Earthenware, Gold-leaf, Flowers
Mixed leather, found belts
stoneware
Stoneware
Cast Bronze
Denim, leather, canvas, and assorted hardware on cotton skirt
Through this piece, I sought to explore the relationship between my identity as a woman and my identity as someone working in sculpture, a traditionally male-dominated field. I did this by using masculine-coded materials to create a skirt, a conventionally feminine piece of clothing. Denim, leather, canvas, and assorted hardware comprise the majority of my materials, all chosen for their societal associations with masculinity, specifically in trade occupations such as carpentry and welding—skills I utilize in my sculpture practice. Using these materials, I created stereotypically fem-coded elements—beading, pleating, bows—through hand stitching and weaving, traditionally female-associated arts. I chose to lean into these elements not simply to contrast the materials, but also to embrace the femininity so many women had to cast off in order to get their foot in the door of traditionally male occupations. I am a woman. I am a sculptor. And I can claim both identities without casting off the other.
Earthenware, twine
Cast aluminum
Stoneware
Stoneware
Mixed leather
Accordion Blinds, thread, dye, and mirror shards
As an artist, the act of creation is how I explore and reflect on myself and the world I find myself in. Though I begin most pieces with a specific concept in mind, I find my artistic process is often wholly transformative—meaning shifting and morphing as I spend more time with an idea. I consider the discovery, exploration, introspection, and innovation in my practice to be of equal importance to any finished product.
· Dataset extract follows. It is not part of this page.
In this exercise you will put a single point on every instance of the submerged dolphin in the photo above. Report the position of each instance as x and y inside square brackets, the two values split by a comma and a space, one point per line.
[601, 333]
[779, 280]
The thing about such a nebulous concept like balance, is that every aspect of my process seemed to reflect it. Initially, my concept was largely driven by my experience as a dancer. In particular, Swan Lake’s narrative themes of good and evil, victorious conquest and absolute defeat, and the ballet’s strikingly high contrast black and white aesthetic were hugely influential in my formal and representational choices. But as I got into the meat of the project, new forms of contrast continued to be revealed in the details of my process. Working with such a challenging material was a constant battle between its possible potential and unending constraints. With every stitch I made in the delicate folds, I thought of how I was transforming accordion blinds, a middle class staple, into a piece of fine art. How my mom taught me to sew as a child, and how her mom taught her, and how her family’s practice of poverty born necessity was now my artistic choice. I thought of the tension between the ordinary and overlooked, and the fine arts.
Fabric, plywood, and lighting gels
I find that through the act of making art, I am able to remove myself from the cyclical remembered experience of my memories and emotions. This action allows me to step back to process and reflect on them, to transform them. The Veil is my reflection on a childhood memory, an endless week spent living in a hospice, waiting for my aunt to die. I find that hospices are a kind of ultimate liminal space—a place created for the sole purpose of waiting, either for yourself to die, or for someone else to. Though the week as a whole is shrouded in a time induced haze, I can still vividly remember the feeling of being a child so full of life, in a place so full of death. Through gently draping translucent black fabric, I call back to imagery of mourning veils and the age-old metaphor of “the veil”, and invite the viewer to step inside the shroud. Inside, a warm cocoon of colorful light bathes the viewer, speaking to the youth, life, and joy hiding within. With this piece, I aim to communicate that even within the dark stillness of death and grief, life can be found, if only you are willing to step inside and take its hand.